Presented by:Nagendra P16PBT204M.Tech Pharmaceutical Biotechnology

INSTITUTE OF CHEMICAL TECHNOLOGY

Monoclonal Antibodies

Monoclonal antibodies (mAbs) are established medicines that are being safely produced by big pharma companies in quantities up to several tons per year.

Despite their effectiveness and safety as therapeutic agents, mAbs are amongst the most expensive drugs on the market

Given their low potency and increasing market potential, large amounts of pure mAbs are thus required.

This increasing product demand has been challenging biotechnologists to increase production capacity, improve purification technologies and reduce manufacturing costs.

Up to now, protein A affinity chromatography has been considered the most effective technology in the downstream processing of mAbs.

It accounts for more than 50% of the entire downstream processing costs.

In fact, the current DSP technologies are unable to cope not only with the high titers, but also with the large cell densities, which are challenging traditional solid–liquid technologies, resulting in poor yields.

What is Aqueous Two Phase Extraction?

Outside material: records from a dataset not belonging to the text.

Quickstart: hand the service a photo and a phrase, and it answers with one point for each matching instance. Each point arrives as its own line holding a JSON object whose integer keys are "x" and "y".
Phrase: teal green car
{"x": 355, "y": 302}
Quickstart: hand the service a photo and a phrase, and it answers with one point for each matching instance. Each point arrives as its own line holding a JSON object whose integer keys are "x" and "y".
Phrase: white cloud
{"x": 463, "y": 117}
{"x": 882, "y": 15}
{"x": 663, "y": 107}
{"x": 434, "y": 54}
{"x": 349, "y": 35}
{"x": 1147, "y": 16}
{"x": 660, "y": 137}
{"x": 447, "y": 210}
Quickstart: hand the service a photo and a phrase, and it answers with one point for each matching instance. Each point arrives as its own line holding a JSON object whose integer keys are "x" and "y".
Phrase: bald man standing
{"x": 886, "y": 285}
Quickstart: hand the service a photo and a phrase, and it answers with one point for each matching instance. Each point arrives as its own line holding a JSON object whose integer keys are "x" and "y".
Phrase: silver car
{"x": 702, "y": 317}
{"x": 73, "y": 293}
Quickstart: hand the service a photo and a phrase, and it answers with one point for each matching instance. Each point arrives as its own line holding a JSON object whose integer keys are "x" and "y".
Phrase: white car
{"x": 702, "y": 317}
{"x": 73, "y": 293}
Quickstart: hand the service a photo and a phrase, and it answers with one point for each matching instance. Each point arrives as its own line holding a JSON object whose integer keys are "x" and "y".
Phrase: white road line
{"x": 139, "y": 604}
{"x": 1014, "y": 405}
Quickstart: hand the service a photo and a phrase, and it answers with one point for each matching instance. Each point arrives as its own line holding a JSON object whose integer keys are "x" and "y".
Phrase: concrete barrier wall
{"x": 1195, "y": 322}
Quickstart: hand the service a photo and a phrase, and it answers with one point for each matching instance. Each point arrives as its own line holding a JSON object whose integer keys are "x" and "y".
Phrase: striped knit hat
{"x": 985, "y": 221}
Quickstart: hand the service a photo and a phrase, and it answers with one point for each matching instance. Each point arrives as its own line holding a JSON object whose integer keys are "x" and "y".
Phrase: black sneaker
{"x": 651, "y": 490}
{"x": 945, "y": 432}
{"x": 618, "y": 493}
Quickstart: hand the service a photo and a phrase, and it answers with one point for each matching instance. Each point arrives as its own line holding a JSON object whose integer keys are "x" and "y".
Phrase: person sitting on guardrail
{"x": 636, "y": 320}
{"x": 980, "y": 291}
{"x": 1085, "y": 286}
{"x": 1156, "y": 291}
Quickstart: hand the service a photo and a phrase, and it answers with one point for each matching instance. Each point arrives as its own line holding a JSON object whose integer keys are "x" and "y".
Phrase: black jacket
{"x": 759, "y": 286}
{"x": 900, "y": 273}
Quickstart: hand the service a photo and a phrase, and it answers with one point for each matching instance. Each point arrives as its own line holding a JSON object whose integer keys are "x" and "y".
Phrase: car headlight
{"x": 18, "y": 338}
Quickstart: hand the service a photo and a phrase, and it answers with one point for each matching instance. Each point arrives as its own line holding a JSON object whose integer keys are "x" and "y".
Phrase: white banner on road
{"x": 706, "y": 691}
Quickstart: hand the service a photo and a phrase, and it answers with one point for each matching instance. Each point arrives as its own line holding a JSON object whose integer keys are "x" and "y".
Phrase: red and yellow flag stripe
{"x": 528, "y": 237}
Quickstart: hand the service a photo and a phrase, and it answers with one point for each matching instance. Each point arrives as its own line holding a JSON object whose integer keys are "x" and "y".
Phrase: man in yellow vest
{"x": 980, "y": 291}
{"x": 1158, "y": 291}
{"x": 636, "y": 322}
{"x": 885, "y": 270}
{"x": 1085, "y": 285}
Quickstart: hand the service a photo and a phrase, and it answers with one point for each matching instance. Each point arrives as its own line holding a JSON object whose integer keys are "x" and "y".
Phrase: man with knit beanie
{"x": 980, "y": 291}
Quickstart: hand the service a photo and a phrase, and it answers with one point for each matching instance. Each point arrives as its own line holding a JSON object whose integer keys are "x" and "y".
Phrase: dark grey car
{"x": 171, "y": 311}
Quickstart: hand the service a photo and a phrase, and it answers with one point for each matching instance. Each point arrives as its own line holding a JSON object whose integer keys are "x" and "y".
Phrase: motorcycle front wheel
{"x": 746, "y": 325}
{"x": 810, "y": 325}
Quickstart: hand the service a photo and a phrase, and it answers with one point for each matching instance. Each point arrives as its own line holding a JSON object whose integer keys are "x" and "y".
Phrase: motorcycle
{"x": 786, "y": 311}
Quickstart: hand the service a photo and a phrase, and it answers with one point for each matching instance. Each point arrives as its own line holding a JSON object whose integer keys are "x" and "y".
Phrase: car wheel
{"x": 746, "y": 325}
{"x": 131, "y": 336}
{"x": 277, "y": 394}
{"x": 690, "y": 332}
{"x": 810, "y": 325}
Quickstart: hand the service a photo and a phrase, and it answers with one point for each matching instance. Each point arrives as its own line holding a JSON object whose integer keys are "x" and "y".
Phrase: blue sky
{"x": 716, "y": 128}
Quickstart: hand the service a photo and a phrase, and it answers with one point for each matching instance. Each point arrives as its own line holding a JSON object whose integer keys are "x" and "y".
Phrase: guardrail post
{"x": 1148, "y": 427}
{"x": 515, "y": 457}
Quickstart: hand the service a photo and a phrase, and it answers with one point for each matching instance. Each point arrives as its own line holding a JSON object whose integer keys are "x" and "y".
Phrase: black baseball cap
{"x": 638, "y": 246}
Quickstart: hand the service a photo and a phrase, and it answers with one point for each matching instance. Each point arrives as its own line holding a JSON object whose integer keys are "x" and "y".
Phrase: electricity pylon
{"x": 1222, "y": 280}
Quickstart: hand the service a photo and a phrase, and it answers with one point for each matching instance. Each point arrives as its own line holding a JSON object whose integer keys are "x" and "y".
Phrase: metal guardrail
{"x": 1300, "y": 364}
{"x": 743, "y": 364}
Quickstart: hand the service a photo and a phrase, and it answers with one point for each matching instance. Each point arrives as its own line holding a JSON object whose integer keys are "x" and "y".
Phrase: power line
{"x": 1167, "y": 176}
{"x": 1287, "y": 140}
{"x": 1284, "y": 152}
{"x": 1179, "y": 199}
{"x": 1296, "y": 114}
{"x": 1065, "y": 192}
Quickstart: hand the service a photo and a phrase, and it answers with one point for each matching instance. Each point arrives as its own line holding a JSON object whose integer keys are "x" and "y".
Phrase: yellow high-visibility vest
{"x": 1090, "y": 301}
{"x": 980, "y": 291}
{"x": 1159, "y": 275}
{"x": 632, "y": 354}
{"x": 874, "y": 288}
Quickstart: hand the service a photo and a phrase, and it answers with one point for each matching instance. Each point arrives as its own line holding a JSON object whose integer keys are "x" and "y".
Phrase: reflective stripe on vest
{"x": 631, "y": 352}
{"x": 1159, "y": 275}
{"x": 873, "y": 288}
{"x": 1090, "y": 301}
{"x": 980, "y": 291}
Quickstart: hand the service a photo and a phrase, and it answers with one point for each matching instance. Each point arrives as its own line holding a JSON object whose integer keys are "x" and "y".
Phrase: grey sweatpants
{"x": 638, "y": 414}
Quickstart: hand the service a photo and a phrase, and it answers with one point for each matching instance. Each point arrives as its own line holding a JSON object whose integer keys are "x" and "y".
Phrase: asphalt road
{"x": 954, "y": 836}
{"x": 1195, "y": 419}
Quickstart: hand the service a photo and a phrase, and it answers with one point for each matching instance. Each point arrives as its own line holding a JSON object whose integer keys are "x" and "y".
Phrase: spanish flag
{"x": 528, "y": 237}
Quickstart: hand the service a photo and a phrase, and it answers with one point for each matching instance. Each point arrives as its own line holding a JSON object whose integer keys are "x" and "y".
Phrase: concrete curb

To extract biologically active polymers such as proteins, enzymes and nucleic acids

it is necessary to have a two-phase system, which will not denature the biopolymers.

The separation of two or more components from a liquid mixture into two immiscible liquid phases, based on their unequal solubility is known as aqueous two phase extraction.

Aqueous two phase partitioning of biomolecules is a well established process which was first introduced by Albertson.

It is a type of liquid – liquid extraction method which makes use of two aqueous phases.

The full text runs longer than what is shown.